El español, originario de las Islas Canarias, narró cómo hace aproximadamente 10 años llegó a Hermosillo, donde trabajó en hoteles y restaurantes y que sin duda, el laborar desde hace más de tres años en el HIES, ha hecho de él, una persona más humana.

“Hacer de comer siempre me ha encantado, cuando pasas del cliente a la parte más humanitaria, que es el paciente, te das cuenta de qué es lo que más te gusta.
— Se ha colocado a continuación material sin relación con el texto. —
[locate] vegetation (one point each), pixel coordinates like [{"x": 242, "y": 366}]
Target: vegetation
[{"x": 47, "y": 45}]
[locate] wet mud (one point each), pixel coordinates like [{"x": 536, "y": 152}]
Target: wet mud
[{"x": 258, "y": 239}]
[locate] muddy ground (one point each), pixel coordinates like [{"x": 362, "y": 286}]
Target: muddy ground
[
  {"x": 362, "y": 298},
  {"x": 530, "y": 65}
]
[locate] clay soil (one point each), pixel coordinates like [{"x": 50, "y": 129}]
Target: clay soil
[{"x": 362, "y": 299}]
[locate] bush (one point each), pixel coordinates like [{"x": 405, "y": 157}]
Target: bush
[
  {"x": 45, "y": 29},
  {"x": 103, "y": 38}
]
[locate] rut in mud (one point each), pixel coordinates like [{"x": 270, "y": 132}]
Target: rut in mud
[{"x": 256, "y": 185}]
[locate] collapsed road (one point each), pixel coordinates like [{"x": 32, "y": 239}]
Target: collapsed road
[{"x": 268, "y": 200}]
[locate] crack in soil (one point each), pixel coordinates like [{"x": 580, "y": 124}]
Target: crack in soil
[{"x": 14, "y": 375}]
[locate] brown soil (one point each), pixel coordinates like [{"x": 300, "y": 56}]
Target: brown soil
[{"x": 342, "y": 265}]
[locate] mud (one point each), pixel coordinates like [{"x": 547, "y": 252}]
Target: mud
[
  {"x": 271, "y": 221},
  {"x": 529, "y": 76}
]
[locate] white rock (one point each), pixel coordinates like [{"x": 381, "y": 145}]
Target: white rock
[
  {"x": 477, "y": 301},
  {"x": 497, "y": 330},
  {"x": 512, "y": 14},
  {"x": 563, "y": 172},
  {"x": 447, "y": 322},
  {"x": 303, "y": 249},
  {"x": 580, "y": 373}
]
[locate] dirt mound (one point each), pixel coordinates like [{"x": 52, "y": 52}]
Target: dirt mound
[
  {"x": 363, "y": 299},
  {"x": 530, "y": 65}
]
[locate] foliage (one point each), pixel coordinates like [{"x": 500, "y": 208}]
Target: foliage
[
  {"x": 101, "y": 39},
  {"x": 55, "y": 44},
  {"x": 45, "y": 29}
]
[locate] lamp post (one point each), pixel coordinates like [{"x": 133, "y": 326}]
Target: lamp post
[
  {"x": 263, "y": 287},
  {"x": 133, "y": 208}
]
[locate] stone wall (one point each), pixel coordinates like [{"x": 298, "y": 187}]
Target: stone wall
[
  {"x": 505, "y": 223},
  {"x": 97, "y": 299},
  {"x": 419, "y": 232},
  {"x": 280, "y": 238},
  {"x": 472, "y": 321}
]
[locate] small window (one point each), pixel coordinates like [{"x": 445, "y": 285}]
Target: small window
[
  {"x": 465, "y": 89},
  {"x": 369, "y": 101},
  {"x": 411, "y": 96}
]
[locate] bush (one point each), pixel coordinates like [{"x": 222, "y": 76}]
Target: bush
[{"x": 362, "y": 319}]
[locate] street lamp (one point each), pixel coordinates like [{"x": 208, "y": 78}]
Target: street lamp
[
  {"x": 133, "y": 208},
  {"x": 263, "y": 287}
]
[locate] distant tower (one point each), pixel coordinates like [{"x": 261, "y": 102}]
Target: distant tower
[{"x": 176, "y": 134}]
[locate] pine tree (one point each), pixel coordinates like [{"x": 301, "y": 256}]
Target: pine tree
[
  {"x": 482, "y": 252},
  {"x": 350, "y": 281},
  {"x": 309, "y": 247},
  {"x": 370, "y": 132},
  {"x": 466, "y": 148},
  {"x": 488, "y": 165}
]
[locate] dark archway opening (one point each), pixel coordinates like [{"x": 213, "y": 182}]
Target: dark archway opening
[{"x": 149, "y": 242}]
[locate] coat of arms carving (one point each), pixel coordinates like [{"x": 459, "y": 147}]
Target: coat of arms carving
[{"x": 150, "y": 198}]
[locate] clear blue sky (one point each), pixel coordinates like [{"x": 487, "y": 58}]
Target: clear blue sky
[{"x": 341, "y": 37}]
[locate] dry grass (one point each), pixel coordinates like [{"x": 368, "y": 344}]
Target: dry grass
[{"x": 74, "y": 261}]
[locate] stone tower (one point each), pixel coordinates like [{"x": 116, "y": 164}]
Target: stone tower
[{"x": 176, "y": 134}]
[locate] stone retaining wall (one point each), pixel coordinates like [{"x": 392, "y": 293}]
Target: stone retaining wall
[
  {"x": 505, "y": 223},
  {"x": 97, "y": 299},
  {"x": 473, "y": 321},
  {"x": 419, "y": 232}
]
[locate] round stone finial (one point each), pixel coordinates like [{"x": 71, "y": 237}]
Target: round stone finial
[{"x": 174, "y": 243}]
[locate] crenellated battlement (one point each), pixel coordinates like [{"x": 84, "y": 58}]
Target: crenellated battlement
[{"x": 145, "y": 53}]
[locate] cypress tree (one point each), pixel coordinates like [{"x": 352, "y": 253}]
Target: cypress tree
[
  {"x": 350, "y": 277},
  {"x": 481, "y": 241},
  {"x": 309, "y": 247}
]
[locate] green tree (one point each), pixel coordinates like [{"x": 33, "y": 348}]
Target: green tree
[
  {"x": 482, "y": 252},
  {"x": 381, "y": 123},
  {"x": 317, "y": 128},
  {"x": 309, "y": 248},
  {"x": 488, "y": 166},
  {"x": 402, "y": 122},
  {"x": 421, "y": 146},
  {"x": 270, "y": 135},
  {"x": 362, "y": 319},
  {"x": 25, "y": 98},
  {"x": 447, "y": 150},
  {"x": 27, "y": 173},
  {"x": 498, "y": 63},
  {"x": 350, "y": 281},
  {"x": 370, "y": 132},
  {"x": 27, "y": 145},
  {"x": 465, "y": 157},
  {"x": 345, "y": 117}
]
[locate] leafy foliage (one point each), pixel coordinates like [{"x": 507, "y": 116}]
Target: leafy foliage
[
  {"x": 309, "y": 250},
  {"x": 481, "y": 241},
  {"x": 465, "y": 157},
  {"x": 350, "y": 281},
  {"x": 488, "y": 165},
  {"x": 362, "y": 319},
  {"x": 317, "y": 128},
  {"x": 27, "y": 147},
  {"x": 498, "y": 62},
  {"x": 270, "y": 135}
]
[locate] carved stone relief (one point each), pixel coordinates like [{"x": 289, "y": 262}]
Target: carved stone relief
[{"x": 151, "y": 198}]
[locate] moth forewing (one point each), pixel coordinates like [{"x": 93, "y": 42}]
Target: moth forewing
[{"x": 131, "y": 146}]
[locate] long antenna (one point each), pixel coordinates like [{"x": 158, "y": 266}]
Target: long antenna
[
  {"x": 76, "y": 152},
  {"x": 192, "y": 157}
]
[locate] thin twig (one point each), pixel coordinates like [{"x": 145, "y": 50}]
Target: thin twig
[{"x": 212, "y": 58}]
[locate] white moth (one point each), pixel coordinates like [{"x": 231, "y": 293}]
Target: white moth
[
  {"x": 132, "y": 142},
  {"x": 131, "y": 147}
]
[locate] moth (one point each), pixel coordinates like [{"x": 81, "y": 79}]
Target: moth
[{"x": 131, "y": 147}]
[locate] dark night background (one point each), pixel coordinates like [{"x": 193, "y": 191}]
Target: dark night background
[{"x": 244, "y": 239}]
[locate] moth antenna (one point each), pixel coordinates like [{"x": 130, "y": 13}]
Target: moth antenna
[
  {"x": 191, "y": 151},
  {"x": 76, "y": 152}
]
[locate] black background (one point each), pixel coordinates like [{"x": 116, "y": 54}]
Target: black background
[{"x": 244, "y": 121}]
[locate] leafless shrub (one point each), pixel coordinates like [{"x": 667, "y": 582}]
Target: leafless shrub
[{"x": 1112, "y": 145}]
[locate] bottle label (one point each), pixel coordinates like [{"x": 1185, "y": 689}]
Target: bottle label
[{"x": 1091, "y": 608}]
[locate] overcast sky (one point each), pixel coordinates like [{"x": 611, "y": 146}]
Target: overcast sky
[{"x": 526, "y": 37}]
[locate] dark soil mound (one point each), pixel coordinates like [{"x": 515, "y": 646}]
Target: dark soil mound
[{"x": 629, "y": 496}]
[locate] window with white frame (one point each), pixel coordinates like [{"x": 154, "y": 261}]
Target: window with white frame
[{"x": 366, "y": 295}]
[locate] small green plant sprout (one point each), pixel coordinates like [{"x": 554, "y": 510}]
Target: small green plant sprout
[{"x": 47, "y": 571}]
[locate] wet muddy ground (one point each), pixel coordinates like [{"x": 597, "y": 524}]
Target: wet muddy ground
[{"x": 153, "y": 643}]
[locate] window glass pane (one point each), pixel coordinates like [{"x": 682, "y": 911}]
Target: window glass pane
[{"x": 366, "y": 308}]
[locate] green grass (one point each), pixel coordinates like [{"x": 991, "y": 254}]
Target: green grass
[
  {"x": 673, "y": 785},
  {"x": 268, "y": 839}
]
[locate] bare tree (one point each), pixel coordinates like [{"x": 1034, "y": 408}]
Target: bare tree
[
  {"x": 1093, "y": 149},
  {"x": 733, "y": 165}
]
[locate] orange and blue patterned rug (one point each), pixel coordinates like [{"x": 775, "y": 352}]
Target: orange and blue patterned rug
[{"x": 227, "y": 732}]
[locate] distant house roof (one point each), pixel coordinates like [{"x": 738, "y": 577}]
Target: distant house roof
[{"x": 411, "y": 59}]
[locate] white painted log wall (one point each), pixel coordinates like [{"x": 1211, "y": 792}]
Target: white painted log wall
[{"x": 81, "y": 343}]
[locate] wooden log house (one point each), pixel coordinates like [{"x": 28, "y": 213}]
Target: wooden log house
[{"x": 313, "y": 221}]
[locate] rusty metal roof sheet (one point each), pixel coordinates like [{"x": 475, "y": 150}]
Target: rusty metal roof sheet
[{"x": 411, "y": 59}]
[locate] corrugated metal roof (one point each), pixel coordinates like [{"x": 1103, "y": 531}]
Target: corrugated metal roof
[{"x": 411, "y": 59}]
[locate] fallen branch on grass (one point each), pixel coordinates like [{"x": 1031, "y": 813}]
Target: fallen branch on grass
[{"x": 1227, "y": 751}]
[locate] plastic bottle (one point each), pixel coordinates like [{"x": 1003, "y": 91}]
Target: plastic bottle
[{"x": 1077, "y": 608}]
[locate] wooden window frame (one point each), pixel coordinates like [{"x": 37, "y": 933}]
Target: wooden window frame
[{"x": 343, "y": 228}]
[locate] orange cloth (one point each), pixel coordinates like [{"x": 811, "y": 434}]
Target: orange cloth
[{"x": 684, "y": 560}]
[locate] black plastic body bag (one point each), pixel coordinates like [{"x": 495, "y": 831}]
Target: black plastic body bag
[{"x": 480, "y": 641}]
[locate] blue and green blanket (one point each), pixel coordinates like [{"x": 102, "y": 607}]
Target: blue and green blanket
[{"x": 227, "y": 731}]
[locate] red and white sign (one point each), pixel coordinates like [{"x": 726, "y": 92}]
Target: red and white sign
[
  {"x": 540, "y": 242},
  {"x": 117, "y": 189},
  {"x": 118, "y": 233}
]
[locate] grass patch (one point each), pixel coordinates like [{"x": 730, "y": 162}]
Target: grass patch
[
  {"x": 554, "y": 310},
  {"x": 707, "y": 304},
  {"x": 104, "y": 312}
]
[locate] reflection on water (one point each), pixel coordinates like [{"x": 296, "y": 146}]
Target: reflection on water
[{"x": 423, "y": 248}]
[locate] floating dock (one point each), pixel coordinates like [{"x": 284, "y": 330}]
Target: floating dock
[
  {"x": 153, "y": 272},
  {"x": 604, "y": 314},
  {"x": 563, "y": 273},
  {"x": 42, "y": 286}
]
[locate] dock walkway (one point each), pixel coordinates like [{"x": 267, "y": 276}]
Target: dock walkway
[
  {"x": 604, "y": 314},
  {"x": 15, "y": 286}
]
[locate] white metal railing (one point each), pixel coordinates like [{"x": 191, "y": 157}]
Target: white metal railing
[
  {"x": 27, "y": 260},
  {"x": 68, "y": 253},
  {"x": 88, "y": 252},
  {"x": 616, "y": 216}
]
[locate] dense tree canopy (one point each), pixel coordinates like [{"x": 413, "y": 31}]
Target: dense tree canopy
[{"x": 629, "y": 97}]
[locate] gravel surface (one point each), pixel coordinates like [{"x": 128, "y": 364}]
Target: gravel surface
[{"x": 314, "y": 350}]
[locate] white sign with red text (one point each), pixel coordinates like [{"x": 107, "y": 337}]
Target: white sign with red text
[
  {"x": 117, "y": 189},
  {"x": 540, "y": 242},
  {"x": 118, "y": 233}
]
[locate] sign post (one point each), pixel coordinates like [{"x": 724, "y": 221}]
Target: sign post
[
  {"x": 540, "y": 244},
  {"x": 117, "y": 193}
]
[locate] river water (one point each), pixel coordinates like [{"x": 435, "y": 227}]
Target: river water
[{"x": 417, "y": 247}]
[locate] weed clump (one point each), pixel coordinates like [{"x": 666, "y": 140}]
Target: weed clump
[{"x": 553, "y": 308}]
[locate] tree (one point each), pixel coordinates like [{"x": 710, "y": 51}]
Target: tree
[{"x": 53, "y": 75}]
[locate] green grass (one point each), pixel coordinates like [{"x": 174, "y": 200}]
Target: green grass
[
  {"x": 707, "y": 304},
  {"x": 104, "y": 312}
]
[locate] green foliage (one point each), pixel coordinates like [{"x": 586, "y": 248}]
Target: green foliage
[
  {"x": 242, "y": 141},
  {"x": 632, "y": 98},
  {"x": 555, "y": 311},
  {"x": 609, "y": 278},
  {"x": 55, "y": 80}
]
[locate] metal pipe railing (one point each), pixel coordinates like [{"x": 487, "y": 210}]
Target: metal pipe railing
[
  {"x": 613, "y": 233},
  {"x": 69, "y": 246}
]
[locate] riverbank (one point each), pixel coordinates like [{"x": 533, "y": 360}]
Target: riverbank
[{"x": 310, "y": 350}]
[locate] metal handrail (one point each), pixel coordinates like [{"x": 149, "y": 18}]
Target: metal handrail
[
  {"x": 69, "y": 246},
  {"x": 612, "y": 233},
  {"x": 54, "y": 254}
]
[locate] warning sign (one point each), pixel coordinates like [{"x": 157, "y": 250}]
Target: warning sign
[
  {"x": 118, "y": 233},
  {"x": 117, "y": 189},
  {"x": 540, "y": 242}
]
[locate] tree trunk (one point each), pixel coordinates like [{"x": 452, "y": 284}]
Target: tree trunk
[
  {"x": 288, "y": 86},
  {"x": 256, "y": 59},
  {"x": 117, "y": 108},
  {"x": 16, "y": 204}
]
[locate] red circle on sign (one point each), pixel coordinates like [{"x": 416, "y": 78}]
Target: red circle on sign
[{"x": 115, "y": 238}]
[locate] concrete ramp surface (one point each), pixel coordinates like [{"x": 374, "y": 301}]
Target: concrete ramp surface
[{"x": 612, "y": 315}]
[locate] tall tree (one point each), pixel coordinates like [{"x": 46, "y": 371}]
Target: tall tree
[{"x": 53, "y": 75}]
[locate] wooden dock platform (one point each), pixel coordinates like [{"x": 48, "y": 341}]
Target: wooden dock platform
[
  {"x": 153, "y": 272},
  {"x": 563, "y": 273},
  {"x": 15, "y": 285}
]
El darle de comer a un paciente que lo necesita porque está enfermo, es la parte que te llena y llega”, compartió.

El servir a niñas y niños enfermos, platicó, tiene momentos de satisfacciones, como el cumplir sus antojos durante su recuperación, pero también momentos tristes al enterarse del fallecimiento de varios de ellos, como “la niña del licuado de fresa”, recordó.

Así le llama a una menor que hace dos años estuvo internada en terapia intensiva del Hospital, y quien, como última voluntad, externó que se le antojaba beber un licuado de fresa, las cuales no había en el lugar y el chef mandó pedir para su elaboración.

“Me acordé que mi esposa tenía que salir de la casa, le marqué y le dije que me trajera una caja de fresas rápido, no tardó ni 10 minutos en llegar, le hice el licuado de fresa y una compañera se lo subió (…) la parte triste es que la niña no llegó a un segundo licuado”, declaró consternado.

Vivir tal situación afectó a los miembros de la cocina, pero les queda la satisfacción de haber cumplido aquel deseo, y el tratar de seguir cumpliendo toda aquella petición de los niños internados.

Por último, comentó que seguirá con el objetivo de ayudar a los niños en su recuperación mediante la comida, porque ya bastante tienen con su enfermedad como para que no disfruten de lo que les gusta comer.

“Aquí todo lo hacemos con cariño, hay un equipo muy fuerte atrás de hombres y mujeres trabajadores, que cualquier cosa que puedan aportar lo hacen. Si los niños me piden papas fritas, se las hacemos, o si quieren burritos de frijol también se lo hacemos, siempre y cuando no afecten las indicaciones del médico o deban seguir una dieta estricta”, culminó.